Aber auch so macht ein Song wie „Weather To Fly“ den Tag für jedermann schöner. Regelrecht optimistisch wirkt dieser im Vergleich zum nachfolgenden „The Loneliness Of A Tower Crane Driver“. Titel und Songempfinden lagen selten näher beieinander. Die Stärke von Elbow, nämlich die Balladen, zeigen sich nicht nur hier wieder offensichtlich. Auch „Same Riot“, in dem Garvey gesangstechnisch eine unglaubliche Vorstellung abgibt und das speziell an den verstorbenen Freund gerichtete, ungeheuer traurige „Friend Of Ours“ reihen sich nahtlos an ältere Meilensteine wie „Red“, „Switching Off“ oder „Great Expectations“ an.

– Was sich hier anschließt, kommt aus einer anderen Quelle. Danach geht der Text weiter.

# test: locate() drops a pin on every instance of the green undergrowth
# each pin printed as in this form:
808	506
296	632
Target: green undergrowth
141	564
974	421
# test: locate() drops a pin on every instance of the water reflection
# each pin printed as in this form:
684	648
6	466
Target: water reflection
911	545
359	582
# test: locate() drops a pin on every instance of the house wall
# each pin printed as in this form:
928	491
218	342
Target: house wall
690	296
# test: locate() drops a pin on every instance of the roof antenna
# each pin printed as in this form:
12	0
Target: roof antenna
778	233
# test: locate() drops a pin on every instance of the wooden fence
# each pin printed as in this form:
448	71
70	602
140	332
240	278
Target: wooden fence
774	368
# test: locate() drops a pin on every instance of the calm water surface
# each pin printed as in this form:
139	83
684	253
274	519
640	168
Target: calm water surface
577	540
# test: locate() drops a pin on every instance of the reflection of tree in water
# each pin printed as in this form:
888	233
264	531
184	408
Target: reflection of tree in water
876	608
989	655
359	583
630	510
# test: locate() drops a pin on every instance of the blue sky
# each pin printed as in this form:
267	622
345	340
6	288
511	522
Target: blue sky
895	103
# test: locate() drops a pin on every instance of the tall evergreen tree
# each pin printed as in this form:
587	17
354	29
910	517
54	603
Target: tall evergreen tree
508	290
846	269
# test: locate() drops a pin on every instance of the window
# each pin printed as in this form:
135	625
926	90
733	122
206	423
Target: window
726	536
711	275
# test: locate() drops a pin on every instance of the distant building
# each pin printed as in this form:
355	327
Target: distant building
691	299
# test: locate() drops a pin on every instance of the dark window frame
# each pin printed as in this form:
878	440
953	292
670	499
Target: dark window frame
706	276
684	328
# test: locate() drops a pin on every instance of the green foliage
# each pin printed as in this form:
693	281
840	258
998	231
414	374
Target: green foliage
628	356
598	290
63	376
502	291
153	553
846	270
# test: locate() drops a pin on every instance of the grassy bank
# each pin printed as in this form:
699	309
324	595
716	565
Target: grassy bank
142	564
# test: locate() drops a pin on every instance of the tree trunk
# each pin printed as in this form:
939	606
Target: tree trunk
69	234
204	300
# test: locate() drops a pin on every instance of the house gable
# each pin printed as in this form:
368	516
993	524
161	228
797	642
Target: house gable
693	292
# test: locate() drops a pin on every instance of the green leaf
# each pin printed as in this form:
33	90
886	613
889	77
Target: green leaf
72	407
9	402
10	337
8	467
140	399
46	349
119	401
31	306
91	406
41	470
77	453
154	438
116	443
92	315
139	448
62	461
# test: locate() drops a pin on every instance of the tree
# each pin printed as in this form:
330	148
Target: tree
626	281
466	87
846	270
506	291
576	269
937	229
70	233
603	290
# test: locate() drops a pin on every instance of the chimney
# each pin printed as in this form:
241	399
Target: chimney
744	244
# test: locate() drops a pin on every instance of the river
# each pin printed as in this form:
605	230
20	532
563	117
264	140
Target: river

Nur ein einziges Mal tanzen Elbow aus der Reihe und hinterlassen einen winzigen Schönheitsfehler. „The Fix“ mit Crooner-Legende Richard Hawley gerät zu einem bierseligen Duett, welches so gar nicht in den Gesamtkontext von „The Seldom Seen Kid“ passen will. Ansonsten liefern Elbow ihr mit Sicherheit reifstes Werk ab, welches sich endgültig von den Art-Rock-Wurzeln der Vergangenheit verabschiedet und einfach nur noch wunderschöner Pop sein will. Vierter Streich in Folge. Gewonnen.